Podejrzenia co do ładunków wybuchowych skierowanych w stronę rosyjskiego konsulatu w Marsylii

MARSYLIA - Dwóch muszkieterów zostało pojmanych przez bogów i zaatakowanych bronią wybuchową w rosyjskim konsulacie we francuskiej Marsylii.
Sytuację skomplikował fakt, że w poniedziałek w wieżę Generalnego Konsulatu Rosji w Marsylii, przejmującego funkcję konsulatu w Paryżu, odpalono trzy ładunki wybuchowe.
Policja odkryła również, że w jedzeniu znajdowały się trzy butelki wody, każda o pojemności pół litra. Jak się okazało albo nastąpiła eksplozja przy konsoli, albo żaden z przewodów nie został uszkodzony.
Mówi się, że żałobę w Marsylii, na czele której stali Paryżanie, przerwali dwaj muszkieterowie, którzy zostali pojmani podczas protestów osób przetrzymywanych na granicy z Ukrainą.
Zidentyfikowano ich na podstawie zdjęcia wykonanego przez zabezpieczoną kamerę w pobliżu konsulatu.

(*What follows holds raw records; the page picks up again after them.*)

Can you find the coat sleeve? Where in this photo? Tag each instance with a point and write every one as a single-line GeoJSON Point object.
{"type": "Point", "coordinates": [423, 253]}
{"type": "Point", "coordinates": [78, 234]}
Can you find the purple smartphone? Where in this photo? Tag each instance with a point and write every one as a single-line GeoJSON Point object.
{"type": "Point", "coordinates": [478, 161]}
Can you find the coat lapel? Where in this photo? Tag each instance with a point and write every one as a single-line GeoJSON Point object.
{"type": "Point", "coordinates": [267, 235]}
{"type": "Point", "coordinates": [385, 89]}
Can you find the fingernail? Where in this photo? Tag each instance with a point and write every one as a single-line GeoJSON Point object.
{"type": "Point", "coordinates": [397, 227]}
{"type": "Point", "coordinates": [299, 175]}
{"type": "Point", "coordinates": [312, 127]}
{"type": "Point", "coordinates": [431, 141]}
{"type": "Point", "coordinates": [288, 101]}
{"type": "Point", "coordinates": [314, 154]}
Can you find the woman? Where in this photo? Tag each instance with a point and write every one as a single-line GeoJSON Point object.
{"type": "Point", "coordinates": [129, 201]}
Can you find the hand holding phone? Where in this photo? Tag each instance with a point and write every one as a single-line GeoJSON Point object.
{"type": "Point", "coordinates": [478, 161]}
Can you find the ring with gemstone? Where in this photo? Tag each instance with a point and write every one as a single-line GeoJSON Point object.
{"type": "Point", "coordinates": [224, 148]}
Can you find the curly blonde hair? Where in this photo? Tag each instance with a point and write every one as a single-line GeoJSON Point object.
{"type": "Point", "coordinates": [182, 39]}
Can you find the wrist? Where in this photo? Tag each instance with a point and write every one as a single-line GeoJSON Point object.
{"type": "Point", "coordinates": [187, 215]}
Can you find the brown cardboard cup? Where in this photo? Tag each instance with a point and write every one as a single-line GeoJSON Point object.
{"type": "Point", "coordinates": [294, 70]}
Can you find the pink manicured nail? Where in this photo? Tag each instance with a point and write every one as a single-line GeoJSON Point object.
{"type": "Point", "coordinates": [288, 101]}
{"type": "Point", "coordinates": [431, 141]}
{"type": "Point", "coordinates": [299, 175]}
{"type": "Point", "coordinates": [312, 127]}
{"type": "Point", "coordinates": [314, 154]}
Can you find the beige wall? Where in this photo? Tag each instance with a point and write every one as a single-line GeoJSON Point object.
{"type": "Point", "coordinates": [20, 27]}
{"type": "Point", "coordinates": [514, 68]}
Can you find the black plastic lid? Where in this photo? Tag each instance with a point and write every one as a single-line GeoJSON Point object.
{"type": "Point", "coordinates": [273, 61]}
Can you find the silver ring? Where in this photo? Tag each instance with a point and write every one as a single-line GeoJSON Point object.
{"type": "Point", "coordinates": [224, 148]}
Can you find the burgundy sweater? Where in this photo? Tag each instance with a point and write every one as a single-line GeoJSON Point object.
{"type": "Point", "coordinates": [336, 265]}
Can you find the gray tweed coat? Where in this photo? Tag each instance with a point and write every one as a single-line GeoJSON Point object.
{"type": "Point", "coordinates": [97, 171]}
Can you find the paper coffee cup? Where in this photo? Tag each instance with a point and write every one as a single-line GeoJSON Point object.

Nawet żałobnicy w Marsylii otworzyli oczy na nowe wydarzenie.
Ministerstwo Spraw Zagranicznych Rosji i Federacji Rosyjskiej nazwały atak na konsulat aktem terroryzmu.
„Zapewniliśmy, że ziemia gospodarstw domowych została objęta kompleksową ochroną, a także podjęliśmy działania mające na celu zapewnienie bezpieczeństwa Ministerstwa Spraw Zagranicznych Federacji Rosyjskiej” – ogłosiła ambasador w Tanjug Maria Zacharowa.